Nuestros seis conocidos prosiguen su derrota nocturna. Enfílanse al entrar en las sendas sin una disensión, con el humor huraño que ha dejado en todos ellos su antigua domesticidad. No berrean casi nunca, jamás se separan. En esa vida en común, sin embargo, no hay simpatías particulares: cada cual se aísla en su silencioso egoísmo, cansado para siempre de todo afecto. Van en grupo solamente, evitando la incorporación de nuevos compañeros demasiado ruidosos.


Atraviesan ahora un juncal altísimo en que desaparecen. De vez en cuando el extremo de una trompa se yergue sobre las cañas como una cabeza de serpiente, husmea un momento y se hunde. Más allá emerge otra, luego otra. El juncal concluye, por fin; salen uno a uno como ratones de esa cueva.


Pero entretanto la luna desmesurada y roja ha salido.
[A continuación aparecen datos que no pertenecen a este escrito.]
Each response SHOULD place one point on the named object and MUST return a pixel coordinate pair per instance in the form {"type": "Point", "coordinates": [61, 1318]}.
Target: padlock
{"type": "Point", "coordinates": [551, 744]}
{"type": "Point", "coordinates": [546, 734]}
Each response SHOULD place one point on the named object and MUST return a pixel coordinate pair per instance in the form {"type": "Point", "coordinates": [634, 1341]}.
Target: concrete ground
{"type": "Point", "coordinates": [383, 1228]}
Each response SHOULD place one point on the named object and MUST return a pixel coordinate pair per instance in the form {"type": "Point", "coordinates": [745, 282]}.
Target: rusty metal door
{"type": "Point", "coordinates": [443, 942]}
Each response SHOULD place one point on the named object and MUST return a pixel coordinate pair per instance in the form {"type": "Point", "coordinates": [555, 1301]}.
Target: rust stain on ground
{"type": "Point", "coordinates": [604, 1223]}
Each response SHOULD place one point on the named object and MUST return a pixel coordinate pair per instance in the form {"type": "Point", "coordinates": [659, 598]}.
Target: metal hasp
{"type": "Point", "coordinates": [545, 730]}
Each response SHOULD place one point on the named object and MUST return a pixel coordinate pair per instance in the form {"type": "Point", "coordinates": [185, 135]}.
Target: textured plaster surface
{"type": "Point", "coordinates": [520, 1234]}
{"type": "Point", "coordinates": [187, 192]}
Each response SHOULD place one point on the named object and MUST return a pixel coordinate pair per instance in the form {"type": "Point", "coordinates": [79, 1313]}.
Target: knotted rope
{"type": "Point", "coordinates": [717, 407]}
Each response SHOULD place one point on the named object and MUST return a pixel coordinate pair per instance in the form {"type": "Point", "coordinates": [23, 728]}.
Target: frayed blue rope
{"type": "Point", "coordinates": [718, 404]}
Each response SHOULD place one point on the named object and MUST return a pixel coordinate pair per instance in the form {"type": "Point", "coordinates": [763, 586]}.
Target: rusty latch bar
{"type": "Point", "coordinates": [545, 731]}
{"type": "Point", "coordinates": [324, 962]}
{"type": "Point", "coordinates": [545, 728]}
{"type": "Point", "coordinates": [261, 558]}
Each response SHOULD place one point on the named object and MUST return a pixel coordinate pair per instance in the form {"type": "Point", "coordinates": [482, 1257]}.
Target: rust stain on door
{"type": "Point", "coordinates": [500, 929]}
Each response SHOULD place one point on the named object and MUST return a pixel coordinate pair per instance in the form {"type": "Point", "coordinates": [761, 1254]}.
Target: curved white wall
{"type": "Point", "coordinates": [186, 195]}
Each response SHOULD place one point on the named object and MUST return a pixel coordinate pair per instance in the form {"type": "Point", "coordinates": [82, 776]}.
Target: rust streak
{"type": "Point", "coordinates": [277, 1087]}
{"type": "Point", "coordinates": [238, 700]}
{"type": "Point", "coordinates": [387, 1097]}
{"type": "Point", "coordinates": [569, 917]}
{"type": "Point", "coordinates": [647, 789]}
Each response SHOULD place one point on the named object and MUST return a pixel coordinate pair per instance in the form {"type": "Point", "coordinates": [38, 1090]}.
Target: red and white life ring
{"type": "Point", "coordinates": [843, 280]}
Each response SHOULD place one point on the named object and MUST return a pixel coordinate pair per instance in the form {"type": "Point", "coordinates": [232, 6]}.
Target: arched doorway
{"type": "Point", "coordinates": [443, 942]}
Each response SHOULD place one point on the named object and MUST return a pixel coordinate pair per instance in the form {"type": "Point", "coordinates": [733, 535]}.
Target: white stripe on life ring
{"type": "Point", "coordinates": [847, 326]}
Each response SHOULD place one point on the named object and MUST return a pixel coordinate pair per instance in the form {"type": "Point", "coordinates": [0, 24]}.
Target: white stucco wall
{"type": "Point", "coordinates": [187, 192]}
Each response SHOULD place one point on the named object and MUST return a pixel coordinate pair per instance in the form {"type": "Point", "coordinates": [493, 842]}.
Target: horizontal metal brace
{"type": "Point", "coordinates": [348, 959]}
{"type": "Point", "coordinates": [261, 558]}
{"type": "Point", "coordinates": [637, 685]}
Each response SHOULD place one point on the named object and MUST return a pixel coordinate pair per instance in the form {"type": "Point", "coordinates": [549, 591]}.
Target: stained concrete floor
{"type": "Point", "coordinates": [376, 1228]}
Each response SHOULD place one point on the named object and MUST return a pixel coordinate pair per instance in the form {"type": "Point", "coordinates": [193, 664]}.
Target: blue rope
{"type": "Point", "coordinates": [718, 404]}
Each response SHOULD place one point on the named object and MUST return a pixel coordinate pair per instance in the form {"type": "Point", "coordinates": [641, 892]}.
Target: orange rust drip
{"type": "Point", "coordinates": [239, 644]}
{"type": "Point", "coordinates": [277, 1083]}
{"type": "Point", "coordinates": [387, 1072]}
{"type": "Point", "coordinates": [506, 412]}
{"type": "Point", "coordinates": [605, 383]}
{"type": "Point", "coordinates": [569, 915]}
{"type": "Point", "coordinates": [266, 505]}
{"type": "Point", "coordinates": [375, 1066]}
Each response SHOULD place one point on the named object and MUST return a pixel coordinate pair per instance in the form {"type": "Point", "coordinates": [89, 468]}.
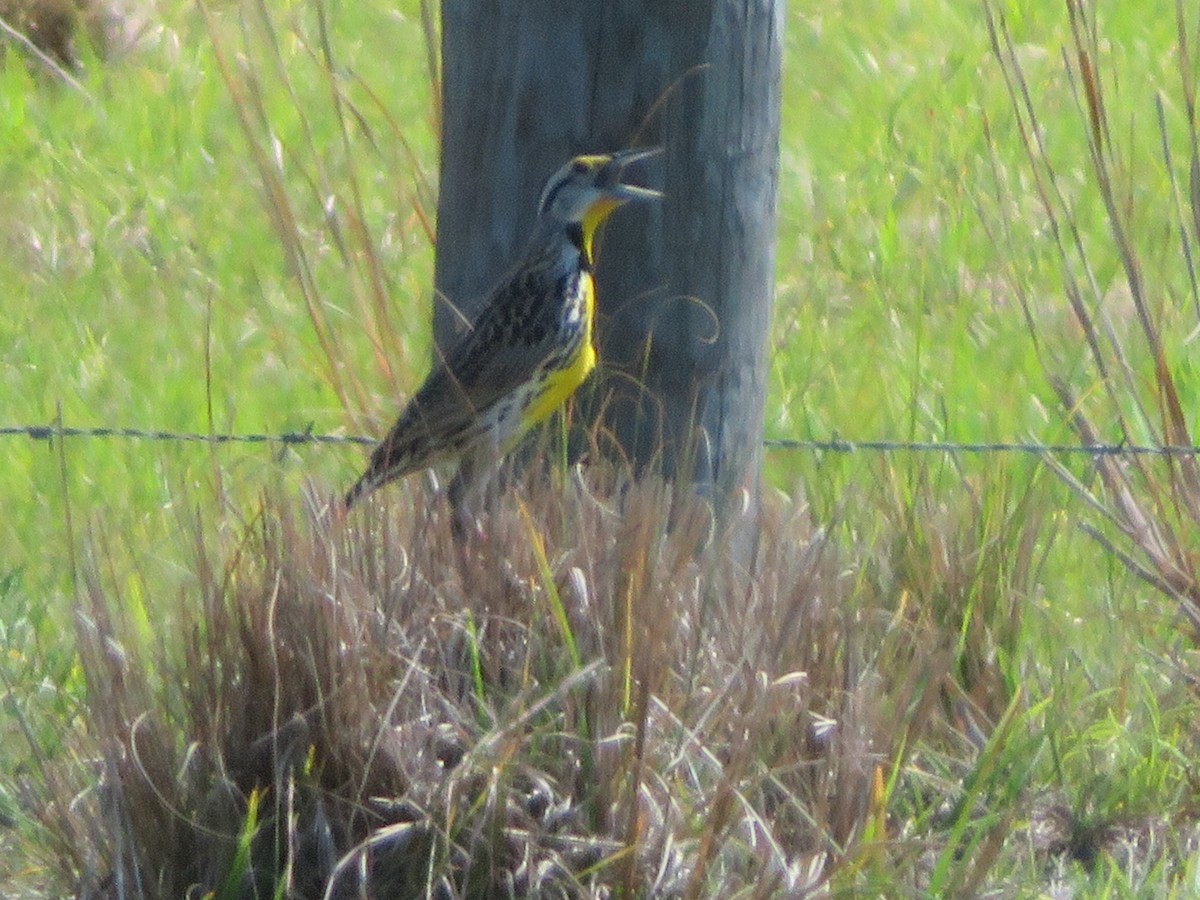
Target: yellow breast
{"type": "Point", "coordinates": [550, 391]}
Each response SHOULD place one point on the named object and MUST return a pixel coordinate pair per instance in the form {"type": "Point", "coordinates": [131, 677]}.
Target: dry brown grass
{"type": "Point", "coordinates": [588, 697]}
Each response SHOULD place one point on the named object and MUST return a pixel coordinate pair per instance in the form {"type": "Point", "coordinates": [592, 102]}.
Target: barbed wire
{"type": "Point", "coordinates": [831, 445]}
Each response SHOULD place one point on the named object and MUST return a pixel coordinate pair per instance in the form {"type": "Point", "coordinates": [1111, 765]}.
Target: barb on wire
{"type": "Point", "coordinates": [833, 445]}
{"type": "Point", "coordinates": [48, 432]}
{"type": "Point", "coordinates": [997, 447]}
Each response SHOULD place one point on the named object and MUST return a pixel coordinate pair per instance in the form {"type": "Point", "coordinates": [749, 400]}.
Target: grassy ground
{"type": "Point", "coordinates": [1025, 702]}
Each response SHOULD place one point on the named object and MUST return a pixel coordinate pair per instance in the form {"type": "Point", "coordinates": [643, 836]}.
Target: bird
{"type": "Point", "coordinates": [526, 352]}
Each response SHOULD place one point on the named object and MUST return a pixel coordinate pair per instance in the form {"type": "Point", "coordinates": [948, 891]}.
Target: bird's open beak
{"type": "Point", "coordinates": [615, 168]}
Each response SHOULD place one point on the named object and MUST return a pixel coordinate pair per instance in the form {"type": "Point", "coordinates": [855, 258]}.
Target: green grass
{"type": "Point", "coordinates": [147, 287]}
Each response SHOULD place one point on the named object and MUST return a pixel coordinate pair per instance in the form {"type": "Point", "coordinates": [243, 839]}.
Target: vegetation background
{"type": "Point", "coordinates": [228, 231]}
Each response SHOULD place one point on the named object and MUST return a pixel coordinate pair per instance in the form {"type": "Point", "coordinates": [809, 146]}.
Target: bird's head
{"type": "Point", "coordinates": [587, 189]}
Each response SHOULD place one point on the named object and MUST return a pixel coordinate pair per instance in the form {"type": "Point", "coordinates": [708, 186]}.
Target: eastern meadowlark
{"type": "Point", "coordinates": [528, 349]}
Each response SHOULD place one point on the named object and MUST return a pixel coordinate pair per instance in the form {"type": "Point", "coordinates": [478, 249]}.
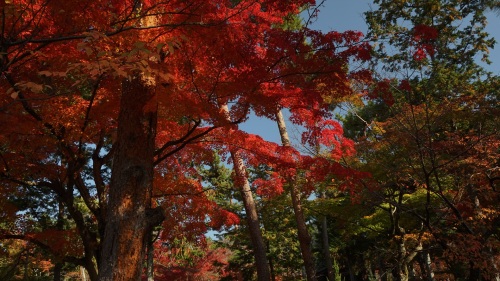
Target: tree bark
{"type": "Point", "coordinates": [128, 217]}
{"type": "Point", "coordinates": [303, 233]}
{"type": "Point", "coordinates": [326, 248]}
{"type": "Point", "coordinates": [259, 247]}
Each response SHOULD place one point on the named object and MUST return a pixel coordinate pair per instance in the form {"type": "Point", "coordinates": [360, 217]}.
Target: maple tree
{"type": "Point", "coordinates": [113, 101]}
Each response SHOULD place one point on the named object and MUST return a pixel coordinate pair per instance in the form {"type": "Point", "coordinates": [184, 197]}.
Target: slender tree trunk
{"type": "Point", "coordinates": [428, 266]}
{"type": "Point", "coordinates": [128, 217]}
{"type": "Point", "coordinates": [303, 233]}
{"type": "Point", "coordinates": [326, 246]}
{"type": "Point", "coordinates": [259, 247]}
{"type": "Point", "coordinates": [150, 260]}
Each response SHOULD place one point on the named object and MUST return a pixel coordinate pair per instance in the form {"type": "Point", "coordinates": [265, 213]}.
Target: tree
{"type": "Point", "coordinates": [111, 100]}
{"type": "Point", "coordinates": [428, 134]}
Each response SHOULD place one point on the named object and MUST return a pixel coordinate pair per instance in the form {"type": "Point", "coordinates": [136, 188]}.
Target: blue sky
{"type": "Point", "coordinates": [342, 15]}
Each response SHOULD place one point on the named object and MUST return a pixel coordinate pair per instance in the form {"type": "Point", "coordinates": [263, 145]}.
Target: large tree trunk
{"type": "Point", "coordinates": [259, 248]}
{"type": "Point", "coordinates": [128, 220]}
{"type": "Point", "coordinates": [303, 233]}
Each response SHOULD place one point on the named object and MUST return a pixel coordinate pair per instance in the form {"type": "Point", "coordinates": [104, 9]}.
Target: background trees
{"type": "Point", "coordinates": [126, 121]}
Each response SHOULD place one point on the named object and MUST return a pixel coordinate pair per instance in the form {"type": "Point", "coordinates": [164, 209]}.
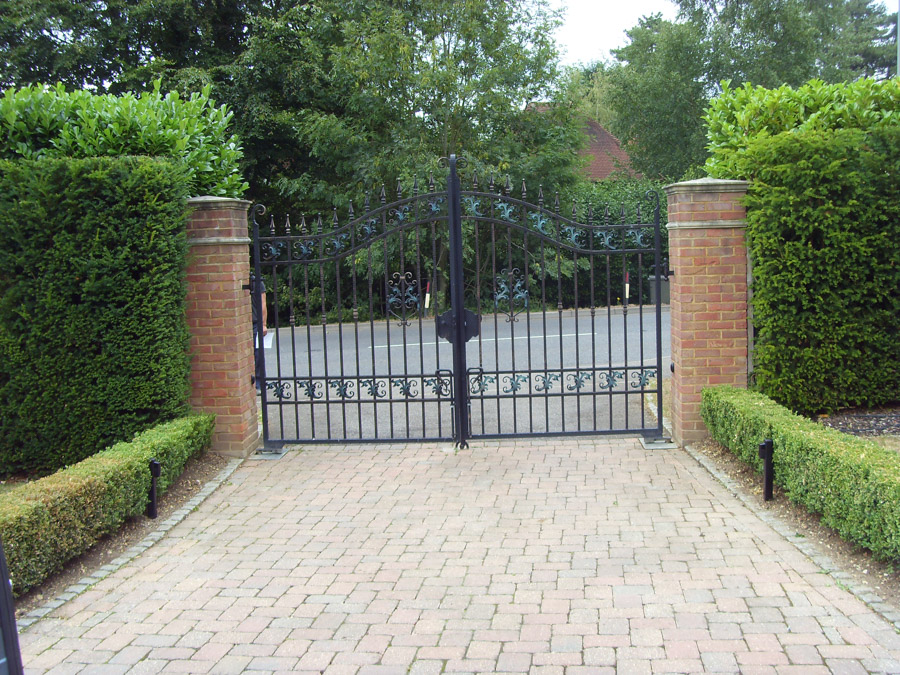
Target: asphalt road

Surge en el fondo de la carretera abierta en pleno bosque; el negro follaje, a ambas veras, se cristaliza en un frío reguero de plata, hasta el confín. En la eglógica placidez de esa medianoche, fría y tranquila, el cielo, ahora iluminado, diluye grandes efluvios de esperanza que el mundo, allá lejos, absorbe con dulzura en la velada de esa noche de Reyes. Más tarde, porque aún no es hora, saldrá la estrella de los pastores. Pero no importa: los elefantes, que iban a internarse de nuevo, se han detenido. Oscilan un momento sobre las patas, titubeando; alzan la trompa al cielo fresco, respiran profundamente esa inmensa paz, y marchan al paso al Oriente, hacia la luna enorme que les sirve de guía.